Nigeria’s manufacturing sector, buoyed by consumption levels that is characteristic of an emerging economy, recorded healthy growth in September according to FBN Capital’s PMI Index.
The manufacturing sector grew 15.3 percent year on year in Q1 2014, and by an average of 16.8 percent over the past eight quarters. In June, the headline PMI stood at 53.8, up from 50.0 in April.
“These stellar growth figures for the sector may cause a few heads to turn, yet they are consistent with the rapid, consumption-led transformation of a frontier market,” said Gregory Kronsten of FBN Capital.
Although the PMI for September 2014 showed a small retreat in headline reading from 56.2 in July to 54.6, the figures are still healthy, according to FBN Capital. “We see the small decline in the headline in August as within the margin for error for a frontier market,” he says.
The PMI, released at the beginning of the calendar month is an indicator of the health of the manufacturing sector.

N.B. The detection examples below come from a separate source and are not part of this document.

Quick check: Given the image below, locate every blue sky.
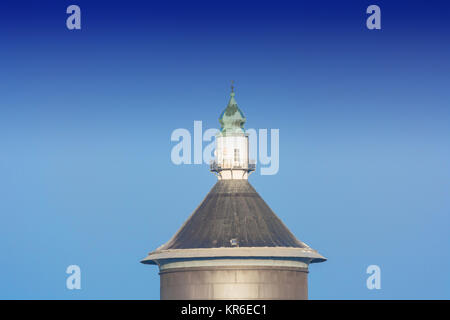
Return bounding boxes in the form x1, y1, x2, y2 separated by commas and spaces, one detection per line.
0, 1, 450, 299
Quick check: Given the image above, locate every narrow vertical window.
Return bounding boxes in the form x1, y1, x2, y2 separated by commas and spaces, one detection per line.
234, 149, 239, 162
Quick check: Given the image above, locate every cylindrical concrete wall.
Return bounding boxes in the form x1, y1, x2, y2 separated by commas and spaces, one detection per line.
160, 266, 308, 300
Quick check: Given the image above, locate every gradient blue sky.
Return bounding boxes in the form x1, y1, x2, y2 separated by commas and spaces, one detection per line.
0, 1, 450, 299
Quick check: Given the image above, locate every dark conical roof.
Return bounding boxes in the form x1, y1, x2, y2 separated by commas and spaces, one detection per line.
158, 180, 309, 250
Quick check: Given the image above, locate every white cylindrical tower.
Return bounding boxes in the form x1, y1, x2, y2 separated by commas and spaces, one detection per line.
211, 89, 255, 180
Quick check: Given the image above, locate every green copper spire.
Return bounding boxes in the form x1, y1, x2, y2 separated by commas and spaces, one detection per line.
219, 81, 245, 134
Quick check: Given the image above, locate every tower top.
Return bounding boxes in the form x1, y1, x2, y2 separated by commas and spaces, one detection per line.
219, 80, 246, 134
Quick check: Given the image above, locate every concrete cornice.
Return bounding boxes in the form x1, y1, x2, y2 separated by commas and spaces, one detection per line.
141, 247, 327, 264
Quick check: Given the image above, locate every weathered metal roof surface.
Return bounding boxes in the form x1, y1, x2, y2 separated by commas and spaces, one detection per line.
157, 180, 309, 251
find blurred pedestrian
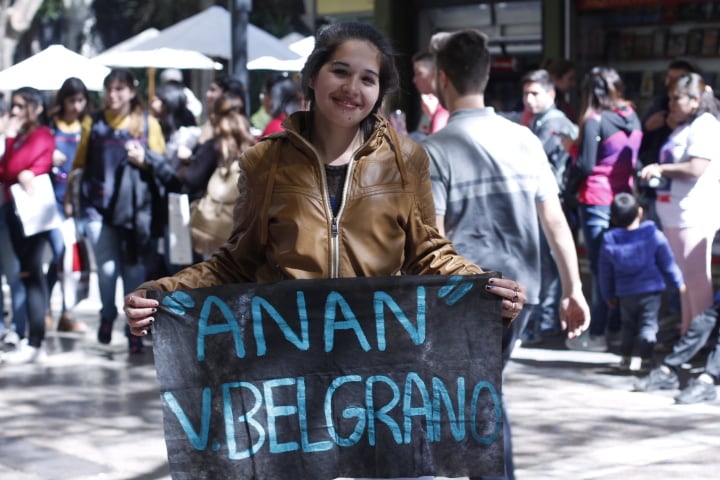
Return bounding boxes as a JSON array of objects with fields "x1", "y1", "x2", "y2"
[
  {"x1": 423, "y1": 29, "x2": 589, "y2": 480},
  {"x1": 0, "y1": 87, "x2": 55, "y2": 364},
  {"x1": 198, "y1": 75, "x2": 245, "y2": 144},
  {"x1": 635, "y1": 291, "x2": 720, "y2": 404},
  {"x1": 540, "y1": 58, "x2": 578, "y2": 123},
  {"x1": 160, "y1": 68, "x2": 203, "y2": 119},
  {"x1": 260, "y1": 77, "x2": 303, "y2": 138},
  {"x1": 640, "y1": 73, "x2": 720, "y2": 334},
  {"x1": 0, "y1": 91, "x2": 27, "y2": 348},
  {"x1": 565, "y1": 67, "x2": 642, "y2": 352},
  {"x1": 47, "y1": 77, "x2": 90, "y2": 332},
  {"x1": 146, "y1": 83, "x2": 200, "y2": 275},
  {"x1": 521, "y1": 70, "x2": 578, "y2": 345},
  {"x1": 73, "y1": 69, "x2": 167, "y2": 353},
  {"x1": 250, "y1": 73, "x2": 285, "y2": 134},
  {"x1": 598, "y1": 193, "x2": 685, "y2": 371},
  {"x1": 125, "y1": 23, "x2": 525, "y2": 480}
]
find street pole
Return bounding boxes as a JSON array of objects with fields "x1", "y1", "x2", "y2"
[{"x1": 230, "y1": 0, "x2": 252, "y2": 116}]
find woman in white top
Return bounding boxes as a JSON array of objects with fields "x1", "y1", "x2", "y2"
[{"x1": 640, "y1": 73, "x2": 720, "y2": 334}]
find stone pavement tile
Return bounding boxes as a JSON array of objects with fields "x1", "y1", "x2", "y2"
[
  {"x1": 0, "y1": 344, "x2": 170, "y2": 480},
  {"x1": 504, "y1": 349, "x2": 720, "y2": 480}
]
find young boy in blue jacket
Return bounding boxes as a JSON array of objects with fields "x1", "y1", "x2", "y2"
[{"x1": 598, "y1": 193, "x2": 685, "y2": 370}]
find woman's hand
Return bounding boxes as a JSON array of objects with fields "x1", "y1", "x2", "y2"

In doing so, it takes into account the changes recorded in output, employment, new orders, suppliers’ delivery times and stocks of purchases of manufacturing companies
A PMI of more than 50 represents expansion of the manufacturing sector, compared to the previous month. A reading under 50 represents a contraction, while a reading at 50 indicates no change. It is expected that as the manufacturing sector expands, the general economy should follow closely behind. Hence, it is considered a good indicator of future GDP levels. GDP estimates often follow readings of the PMI report.
PMI, being an important sentiment index, tracks manufacturing, but the results have implications for the economy as a whole. It is usually the first sign of an impending recession, and the herald of imminent economic expansion.
In developed markets, the PMI is often very closely watched, setting the tone for other major policy decisions.